NolaブックスBloom様から「婚約破棄されましたが、泣き寝入りはいたしません!〜悪役令嬢は身勝手な元婚約者に囚われた聖女を救出することにしました〜」と改題し、電子書籍化が決定しました!2026年2月7日より配信開始です。


※本編開始前、聖女ハヅキがやって来る前の時系列の番外編です。


 ディアレイン・ベスター公爵令嬢の朝は、一杯の白湯からはじまる。


 アデリア王国第一王子ローハルト・デ・アデリアの婚約者でもある彼女は、学園の女子寮で暮らしているため、様々な飲料を口にする。侍女が淹れる薫り高い紅茶に、寮の食堂で供される素朴な味わいのハーブティー。放課後には同じ学び舎で切磋琢磨する令嬢たちとお茶会に興じることも多く、この国では珍しい緑茶やコーヒーといったものをいただく機会も多々あるのだという。


「だからこそ、一日の始まりには敢えてただの白湯を。皆さんからお出しいただくものを心置きなく楽しみたいので、あまり胃に負担を掛けたくありませんから」


 次に彼女は、寝衣から動きやすい部屋着に着替えて、室内でこなせる簡単な体操に精を出す。
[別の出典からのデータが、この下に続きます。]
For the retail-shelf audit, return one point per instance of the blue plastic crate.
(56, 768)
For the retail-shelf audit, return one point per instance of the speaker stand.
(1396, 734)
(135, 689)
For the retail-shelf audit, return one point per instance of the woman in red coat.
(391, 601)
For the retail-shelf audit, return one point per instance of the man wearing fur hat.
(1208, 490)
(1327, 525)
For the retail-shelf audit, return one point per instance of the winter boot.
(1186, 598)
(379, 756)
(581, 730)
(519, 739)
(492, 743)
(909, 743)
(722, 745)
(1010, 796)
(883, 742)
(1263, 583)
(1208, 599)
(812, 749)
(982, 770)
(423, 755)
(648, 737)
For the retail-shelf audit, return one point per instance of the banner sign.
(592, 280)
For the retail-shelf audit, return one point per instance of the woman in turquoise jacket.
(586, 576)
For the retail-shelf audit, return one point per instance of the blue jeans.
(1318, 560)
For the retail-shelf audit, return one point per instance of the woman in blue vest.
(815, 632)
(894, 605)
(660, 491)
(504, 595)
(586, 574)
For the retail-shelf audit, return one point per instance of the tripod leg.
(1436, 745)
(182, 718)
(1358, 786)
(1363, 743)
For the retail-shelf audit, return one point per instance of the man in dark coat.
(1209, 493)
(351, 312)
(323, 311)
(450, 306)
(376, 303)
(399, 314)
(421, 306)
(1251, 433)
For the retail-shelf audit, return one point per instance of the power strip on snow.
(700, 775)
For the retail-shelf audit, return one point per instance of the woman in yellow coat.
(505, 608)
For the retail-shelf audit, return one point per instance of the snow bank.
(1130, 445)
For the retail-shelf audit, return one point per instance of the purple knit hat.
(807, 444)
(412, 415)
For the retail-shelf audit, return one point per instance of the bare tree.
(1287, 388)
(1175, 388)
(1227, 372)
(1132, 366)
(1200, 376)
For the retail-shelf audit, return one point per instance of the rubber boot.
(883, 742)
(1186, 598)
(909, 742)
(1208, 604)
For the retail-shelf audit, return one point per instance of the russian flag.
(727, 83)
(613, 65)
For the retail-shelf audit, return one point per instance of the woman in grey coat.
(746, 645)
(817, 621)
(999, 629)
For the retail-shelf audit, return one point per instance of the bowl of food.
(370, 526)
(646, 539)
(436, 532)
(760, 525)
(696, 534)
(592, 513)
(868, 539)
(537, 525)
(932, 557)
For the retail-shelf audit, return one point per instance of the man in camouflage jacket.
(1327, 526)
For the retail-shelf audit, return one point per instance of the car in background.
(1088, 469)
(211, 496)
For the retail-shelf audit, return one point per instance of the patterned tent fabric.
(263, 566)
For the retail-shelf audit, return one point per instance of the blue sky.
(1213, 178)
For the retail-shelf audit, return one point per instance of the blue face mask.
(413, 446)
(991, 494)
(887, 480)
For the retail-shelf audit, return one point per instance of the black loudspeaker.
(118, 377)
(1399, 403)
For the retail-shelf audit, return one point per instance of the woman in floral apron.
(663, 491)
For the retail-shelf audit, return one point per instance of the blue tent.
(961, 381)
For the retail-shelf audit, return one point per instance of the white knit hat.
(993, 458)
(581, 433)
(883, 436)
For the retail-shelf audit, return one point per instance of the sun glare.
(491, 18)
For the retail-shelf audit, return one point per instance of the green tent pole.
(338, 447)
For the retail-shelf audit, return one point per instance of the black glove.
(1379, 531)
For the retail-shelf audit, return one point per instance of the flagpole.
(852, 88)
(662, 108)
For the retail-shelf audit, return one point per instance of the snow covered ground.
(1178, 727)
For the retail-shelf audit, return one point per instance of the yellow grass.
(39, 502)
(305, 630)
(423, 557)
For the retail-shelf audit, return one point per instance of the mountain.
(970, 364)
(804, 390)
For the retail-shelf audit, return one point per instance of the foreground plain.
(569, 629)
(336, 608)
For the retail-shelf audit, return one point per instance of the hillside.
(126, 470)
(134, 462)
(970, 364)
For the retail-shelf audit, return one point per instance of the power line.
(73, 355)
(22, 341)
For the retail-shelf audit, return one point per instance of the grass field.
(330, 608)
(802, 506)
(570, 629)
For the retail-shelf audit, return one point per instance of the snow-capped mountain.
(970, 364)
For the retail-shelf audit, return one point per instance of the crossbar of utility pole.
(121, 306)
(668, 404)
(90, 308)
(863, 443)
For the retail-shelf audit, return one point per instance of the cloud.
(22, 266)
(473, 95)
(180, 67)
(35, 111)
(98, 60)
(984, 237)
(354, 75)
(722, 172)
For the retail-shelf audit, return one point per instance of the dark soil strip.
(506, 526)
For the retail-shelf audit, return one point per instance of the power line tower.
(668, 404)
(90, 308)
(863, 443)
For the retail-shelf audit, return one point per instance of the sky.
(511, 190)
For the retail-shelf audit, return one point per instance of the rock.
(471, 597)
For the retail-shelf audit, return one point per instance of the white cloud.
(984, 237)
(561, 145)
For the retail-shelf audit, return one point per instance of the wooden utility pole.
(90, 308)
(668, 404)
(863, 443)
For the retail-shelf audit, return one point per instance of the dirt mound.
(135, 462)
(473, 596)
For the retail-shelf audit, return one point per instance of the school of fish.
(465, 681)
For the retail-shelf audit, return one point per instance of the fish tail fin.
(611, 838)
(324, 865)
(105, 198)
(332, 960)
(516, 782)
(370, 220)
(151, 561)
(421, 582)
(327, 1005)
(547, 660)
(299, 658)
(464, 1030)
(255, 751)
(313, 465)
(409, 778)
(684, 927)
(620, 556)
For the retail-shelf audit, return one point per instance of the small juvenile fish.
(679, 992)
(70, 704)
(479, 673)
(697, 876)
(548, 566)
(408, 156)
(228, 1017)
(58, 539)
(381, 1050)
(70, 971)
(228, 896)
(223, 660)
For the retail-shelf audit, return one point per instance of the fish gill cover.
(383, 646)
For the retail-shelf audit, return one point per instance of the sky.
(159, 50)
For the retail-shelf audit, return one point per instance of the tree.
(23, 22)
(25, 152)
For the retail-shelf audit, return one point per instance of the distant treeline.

 体力づくりのため、体型維持のためなど様々な理由はあるが、一言で表すと『未来の王子妃に相応しい自分で在り続けるため』だ。歴代の王子妃、ひいては王妃たちもこうしてたゆまぬ努力と研鑽を重ね、その地位に恥じない姿を人々に見せていたのだろう、と語る。


「歴代の王妃様で意識している方は、ですか?そうですね、それはやはり現王妃のフェミナ様です。グラッツェン公爵家ご出身のフェミナ様は、南部出身の方特有のおおらかさがおありといいますか。常に微笑を絶やすことなく、私のことも実の娘のように可愛がってくださいます。早く本当の義親子の関係になりたいものですわ」


 体操を終えると、身支度を整えて食堂へ向かう。襟元に繊細なレースが施された純白のブラウスに、膝下丈のスカートというシンプルなこの制服を、彼女とても気に入っているという。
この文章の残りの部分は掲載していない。